Vraag de kinderen wat alle andere spinnen tegen Sebastiaan zeggen als hij vertelt dat hij een web wil weven? ("O, Sebastiaan, Nee, Sebastiaan, kom, Sebastiaan, laat dat nou. Wou jij aan een web beginnen in die vreselijke kou?")
Kijk of de kinderen het zelf kunnen horen en vul aan wat ze zelf niet uit het lied halen.
Vraag aan de kinderen waarom alle andere spinnen dat zeggen (ze willen niet dat Sebastiaan een web gaat weven, ze vinden het erg koud om aan een web te beginnen en misschien zijn ze zelfs een beetje bang).
Vertel de kinderen dat zij "alle andere spinnen" zijn en gaan zeggen: Zeiden alle and're spinnen: "O, Sebastiaan, nee, Sebastiaan!
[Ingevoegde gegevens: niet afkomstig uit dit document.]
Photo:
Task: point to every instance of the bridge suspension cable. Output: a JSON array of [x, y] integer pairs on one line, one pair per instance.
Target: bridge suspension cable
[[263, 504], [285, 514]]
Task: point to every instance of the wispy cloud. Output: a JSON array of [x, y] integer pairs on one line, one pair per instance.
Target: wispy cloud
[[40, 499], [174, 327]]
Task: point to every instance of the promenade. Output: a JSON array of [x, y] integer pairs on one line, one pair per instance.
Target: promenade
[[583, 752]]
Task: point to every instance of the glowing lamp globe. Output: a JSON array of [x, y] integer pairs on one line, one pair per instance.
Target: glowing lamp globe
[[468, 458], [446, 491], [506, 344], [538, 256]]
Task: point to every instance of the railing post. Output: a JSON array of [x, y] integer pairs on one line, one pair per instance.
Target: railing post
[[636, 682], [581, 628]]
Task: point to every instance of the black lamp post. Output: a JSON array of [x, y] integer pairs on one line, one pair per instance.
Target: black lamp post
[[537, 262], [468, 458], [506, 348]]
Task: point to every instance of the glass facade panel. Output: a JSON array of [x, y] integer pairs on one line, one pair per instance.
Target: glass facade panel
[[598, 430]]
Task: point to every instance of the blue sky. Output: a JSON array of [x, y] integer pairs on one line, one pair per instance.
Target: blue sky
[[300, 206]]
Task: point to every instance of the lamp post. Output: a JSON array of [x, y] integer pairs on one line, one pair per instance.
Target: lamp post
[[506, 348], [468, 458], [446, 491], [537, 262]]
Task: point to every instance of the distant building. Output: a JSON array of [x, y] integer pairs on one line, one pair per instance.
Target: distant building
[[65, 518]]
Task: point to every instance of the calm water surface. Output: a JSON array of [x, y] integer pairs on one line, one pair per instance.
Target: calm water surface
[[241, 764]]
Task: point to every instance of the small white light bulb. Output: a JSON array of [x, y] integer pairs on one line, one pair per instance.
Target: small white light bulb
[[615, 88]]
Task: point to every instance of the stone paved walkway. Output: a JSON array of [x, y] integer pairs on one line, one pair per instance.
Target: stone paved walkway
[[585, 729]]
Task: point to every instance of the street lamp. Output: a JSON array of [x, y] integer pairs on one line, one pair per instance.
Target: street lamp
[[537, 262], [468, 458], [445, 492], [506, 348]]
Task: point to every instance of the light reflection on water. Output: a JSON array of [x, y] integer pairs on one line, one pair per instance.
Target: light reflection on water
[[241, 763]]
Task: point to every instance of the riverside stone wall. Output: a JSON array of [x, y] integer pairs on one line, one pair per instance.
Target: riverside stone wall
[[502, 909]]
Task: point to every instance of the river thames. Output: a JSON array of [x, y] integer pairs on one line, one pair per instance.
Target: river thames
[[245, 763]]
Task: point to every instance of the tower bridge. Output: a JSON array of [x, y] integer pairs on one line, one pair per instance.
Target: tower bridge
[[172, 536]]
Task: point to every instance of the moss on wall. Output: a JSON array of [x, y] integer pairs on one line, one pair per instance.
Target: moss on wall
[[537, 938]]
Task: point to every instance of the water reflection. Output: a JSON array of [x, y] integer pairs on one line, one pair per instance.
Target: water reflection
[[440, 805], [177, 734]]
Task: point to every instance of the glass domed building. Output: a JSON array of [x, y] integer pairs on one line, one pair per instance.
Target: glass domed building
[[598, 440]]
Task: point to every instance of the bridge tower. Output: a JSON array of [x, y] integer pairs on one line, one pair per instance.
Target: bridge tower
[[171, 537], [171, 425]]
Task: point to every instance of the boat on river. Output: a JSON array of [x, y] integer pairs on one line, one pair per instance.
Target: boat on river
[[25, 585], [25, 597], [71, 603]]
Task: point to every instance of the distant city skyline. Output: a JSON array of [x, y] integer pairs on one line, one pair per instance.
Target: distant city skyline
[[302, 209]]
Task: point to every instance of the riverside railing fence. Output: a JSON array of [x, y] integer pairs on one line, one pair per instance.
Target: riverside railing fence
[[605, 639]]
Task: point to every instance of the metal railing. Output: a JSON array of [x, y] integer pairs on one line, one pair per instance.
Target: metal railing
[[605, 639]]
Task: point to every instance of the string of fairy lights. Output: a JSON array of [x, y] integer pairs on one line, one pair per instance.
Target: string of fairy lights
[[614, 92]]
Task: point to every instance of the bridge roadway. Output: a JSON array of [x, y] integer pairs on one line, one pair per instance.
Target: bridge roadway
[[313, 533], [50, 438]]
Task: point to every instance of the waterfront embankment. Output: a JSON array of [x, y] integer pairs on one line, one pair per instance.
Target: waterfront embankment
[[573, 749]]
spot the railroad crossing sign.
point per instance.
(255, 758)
Kom, Sebastiaan. Laat dat nou. Wou jij aan een web beginnen in die vreselijke kou?"
Spreek of zing de tekst voor en laat de kinderen meespreken of zingen.
Speel vervolgens de muziek af en geef de kinderen de opdracht te gaan staan wanneer ze horen dat "de andere spinnen" tegen Sebastiaan spreken. Ze mogen ook al meezingen, zij zijn namelijk de andere spinnen.